I hate to repeat myself, but what the heck. Monetarism works as an approach to disinflation. Reducing the rate of growth in total central bank liabilities in a sustained fashion has to reduce inflation. Unfortunately, increasing the rate of growth in central bank liabilities is not a sufficient condition for inflation to increase. A necessary and sufficient condition for inflation to increase in a sustained fashion is a permanent increase in short-term nominal interest rates. Balance sheet expansion with the interest rate on reserves kept low will increase central bank liabilities alright, but will not increase inflation - this just amounts to a swap of interest bearing (albeit at low or negative interest rates) central bank reserves for other interest-bearing assets (or even ETFs, in the BOJ case), and can't doing anything to create a sustained inflation. That's more than obvious from Japanese experience. The BOJ can't increase inflation by staying the course (more quantitative easing, continued low or negative interest rates). It has to increase its policy rate - nothing more complicated than that - and sustaining that increase in the policy rate will induce higher inflation. Easy.

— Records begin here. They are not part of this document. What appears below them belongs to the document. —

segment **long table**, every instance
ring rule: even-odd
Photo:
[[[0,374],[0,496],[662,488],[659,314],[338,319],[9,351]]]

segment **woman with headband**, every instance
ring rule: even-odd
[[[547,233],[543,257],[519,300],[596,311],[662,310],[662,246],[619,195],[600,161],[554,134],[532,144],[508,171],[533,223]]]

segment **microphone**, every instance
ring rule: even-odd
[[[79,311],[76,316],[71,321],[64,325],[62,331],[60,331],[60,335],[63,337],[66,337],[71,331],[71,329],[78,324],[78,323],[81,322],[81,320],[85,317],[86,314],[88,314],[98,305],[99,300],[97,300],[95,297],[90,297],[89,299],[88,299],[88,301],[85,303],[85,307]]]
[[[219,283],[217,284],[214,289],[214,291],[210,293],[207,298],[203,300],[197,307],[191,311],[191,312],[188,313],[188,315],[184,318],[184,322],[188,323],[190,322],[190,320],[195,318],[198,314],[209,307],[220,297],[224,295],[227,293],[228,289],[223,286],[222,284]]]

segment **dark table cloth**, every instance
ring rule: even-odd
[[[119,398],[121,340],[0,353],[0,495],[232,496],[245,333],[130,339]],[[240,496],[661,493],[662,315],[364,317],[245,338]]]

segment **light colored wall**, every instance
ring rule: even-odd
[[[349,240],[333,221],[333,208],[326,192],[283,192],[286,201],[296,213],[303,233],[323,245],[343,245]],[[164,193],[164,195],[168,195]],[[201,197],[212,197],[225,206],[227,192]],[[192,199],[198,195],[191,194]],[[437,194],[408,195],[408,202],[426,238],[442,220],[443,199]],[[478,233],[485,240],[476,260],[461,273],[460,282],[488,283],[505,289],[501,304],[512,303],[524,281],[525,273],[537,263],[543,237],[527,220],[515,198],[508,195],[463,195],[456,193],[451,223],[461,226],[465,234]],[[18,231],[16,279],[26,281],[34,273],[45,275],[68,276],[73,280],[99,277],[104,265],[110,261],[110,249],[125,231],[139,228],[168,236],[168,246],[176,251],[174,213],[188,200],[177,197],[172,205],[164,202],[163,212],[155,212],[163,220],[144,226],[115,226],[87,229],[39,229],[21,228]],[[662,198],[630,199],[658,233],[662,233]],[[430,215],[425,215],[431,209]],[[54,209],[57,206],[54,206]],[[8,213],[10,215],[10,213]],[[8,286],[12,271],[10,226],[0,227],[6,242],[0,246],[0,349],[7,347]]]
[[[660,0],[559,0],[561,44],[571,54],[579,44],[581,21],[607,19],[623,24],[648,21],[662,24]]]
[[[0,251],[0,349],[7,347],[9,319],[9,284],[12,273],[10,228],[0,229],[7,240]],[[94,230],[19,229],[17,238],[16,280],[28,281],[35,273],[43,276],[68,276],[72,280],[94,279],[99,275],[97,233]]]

  1. Lee Ohanian Made a similar argument in his 2009 paper. He did ask a great question as to why did manufacturing industry hours drop so much more than the rest of the economy and well before any monetary contractions. He blamed unions. But in 1930 the federal government was not big enough to threaten anybody if they did not keep wages higher in response for protection against unions by Hoover.

  2. Utilizing the following series for the period 1982-May 2018, there is some evidence of a positive correlation between the Fed Funds Rate and the CPI inflation rate for Urban Consumers:

    The correlation is quite low however and for the period July 2009 through January 2015 the Fed Funds had little or no perceptible influence on the CPI inflation rate.

    Movements in the Fed Funds Rate over the period commencing Feb 1 1993 and ending May 1 2018 has had little influence on the long-run average trend in CPI inflation over that more than 25-year time period. The Fed Funds Rate influence appears to be more pronounced over the timing of recessionary periods, than over the inflation rate. Recessionary periods are accompanied by temporary declines in the long-run trend CPI inflation rate, probably associated with declines in consumption rates in response to lost employment resulting from the economic recession's effect on business sentiment.

    Based on the record, one would not expect to see more than a modest change in the CPI inflation rate until the Fed Funds Rate reaches about 5%/yr, and then only in response to the resulting economic recession that the Fed Funds Rate will undoubtedly trigger.